Re: [PATCH] driver core: Fix test_async_driver_probe if NUMA is disabled

From: Alexander Duyck
Date: Wed Nov 27 2019 - 18:24:58 EST


On Wed, 2019-11-27 at 14:42 -0800, Guenter Roeck wrote:
> On 11/27/19 1:24 PM, Alexander Duyck wrote:
> > On Wed, 2019-11-27 at 12:24 -0800, Guenter Roeck wrote:
> > > Since commit 57ea974fb871 ("driver core: Rewrite test_async_driver_probe
> > > to cover serialization and NUMA affinity"), running the test with NUMA
> > > disabled results in warning messages similar to the following.
> > >
> > > test_async_driver test_async_driver.12: NUMA node mismatch -1 != 0
> > >
> > > If CONFIG_NUMA=n, dev_to_node(dev) returns -1, and numa_node_id()
> > > returns 0. Both are widely used, so it appears risky to change return
> > > values. Augment the check with IS_ENABLED(CONFIG_NUMA) instead
> > > to fix the problem.
> > >
> > > Cc: Alexander Duyck <alexander.h.duyck@xxxxxxxxxxxxxxx>
> > > Fixes: 57ea974fb871 ("driver core: Rewrite test_async_driver_probe to cover serialization and NUMA affinity")
> > > Signed-off-by: Guenter Roeck <linux@xxxxxxxxxxxx>
> > > ---
> > > drivers/base/test/test_async_driver_probe.c | 3 ++-
> > > 1 file changed, 2 insertions(+), 1 deletion(-)
> > >
> > > diff --git a/drivers/base/test/test_async_driver_probe.c b/drivers/base/test/test_async_driver_probe.c
> > > index f4b1d8e54daf..3bb7beb127a9 100644
> > > --- a/drivers/base/test/test_async_driver_probe.c
> > > +++ b/drivers/base/test/test_async_driver_probe.c
> > > @@ -44,7 +44,8 @@ static int test_probe(struct platform_device *pdev)
> > > * performing an async init on that node.
> > > */
> > > if (dev->driver->probe_type == PROBE_PREFER_ASYNCHRONOUS) {
> > > - if (dev_to_node(dev) != numa_node_id()) {
> > > + if (IS_ENABLED(CONFIG_NUMA) &&
> > > + dev_to_node(dev) != numa_node_id()) {
> > > dev_warn(dev, "NUMA node mismatch %d != %d\n",
> > > dev_to_node(dev), numa_node_id());
> > > atomic_inc(&warnings);
> >
> > I'm not sure that is really the correct fix. It might be better to test it
> > against NUMA_NO_NODE and then if it is not that make sure that it matches
> > the node ID. Adding the check against NUMA_NO_NODE would resolve the issue
> > for cases where the device might be assigned to multiple NUMA nodes.
> >
> I think you are suggesting that dev_to_node(dev) might return NUMA_NO_NODE
> even on systems with CONFIG_NUMA enabled. I have no idea if that can happen.
> The code in test_async_probe_init() seems to suggest that the node is set
> to a valid node id for all asynchronous nodes, so I don't immediately see
> how that could be the case. I may be missing something, of course.

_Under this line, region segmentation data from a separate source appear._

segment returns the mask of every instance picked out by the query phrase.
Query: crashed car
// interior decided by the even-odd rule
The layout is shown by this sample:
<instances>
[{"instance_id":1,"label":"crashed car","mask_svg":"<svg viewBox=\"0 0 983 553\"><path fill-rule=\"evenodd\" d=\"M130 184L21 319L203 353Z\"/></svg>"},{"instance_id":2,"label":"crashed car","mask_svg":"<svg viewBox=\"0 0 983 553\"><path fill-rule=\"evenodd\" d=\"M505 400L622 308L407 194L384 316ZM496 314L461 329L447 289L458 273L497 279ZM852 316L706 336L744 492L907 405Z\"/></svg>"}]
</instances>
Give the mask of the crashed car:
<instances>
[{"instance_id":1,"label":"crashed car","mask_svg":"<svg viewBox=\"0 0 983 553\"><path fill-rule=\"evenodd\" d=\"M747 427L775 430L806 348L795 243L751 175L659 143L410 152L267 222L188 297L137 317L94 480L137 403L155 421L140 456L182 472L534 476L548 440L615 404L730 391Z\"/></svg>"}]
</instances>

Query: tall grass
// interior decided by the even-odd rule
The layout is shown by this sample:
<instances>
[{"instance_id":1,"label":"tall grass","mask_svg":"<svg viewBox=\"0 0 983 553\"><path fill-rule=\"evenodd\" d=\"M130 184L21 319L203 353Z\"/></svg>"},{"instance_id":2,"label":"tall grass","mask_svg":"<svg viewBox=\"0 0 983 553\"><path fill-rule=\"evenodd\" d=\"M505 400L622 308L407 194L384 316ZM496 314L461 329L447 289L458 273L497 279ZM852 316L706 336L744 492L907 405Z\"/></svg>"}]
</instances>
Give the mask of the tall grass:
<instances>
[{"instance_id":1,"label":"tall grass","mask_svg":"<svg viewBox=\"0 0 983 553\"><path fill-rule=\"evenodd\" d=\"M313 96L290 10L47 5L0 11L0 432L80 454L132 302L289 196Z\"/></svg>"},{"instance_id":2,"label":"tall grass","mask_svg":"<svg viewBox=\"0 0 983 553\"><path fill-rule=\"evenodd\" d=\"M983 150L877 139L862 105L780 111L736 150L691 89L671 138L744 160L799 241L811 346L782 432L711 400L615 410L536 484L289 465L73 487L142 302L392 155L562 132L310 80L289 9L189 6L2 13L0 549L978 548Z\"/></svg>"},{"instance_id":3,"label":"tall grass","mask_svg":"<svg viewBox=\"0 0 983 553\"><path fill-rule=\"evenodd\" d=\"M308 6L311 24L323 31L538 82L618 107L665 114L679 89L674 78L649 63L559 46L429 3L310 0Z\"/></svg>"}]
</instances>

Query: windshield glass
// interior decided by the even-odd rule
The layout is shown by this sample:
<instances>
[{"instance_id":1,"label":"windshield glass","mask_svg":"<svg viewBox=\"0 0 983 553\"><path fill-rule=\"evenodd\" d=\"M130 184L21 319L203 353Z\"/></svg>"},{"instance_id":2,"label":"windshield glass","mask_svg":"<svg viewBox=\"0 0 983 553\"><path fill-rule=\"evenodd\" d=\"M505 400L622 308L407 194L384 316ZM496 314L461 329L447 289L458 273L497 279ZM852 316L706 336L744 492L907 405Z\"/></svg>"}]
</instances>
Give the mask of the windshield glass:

Well thinking back to the Nehalem architecture I seem to recall that there
were devices that were connected to a shared IOH that was accessible
across both nodes. I thought that they might have a node ID of
NUMA_NO_NODE since they didn't really belong to either of the two nodes in
the sytem.

It would effectively work out the same as your patch compiler wise since
dev_to_node would be NUMA_NO_NODE in the non-NUMA case so it would compile
out the warning since it would fail the first check, and in the NUMA case
it would add an extra check to make sure that dev_to_node is actually
indicating the device needs a specific node in the NUMA enabled case.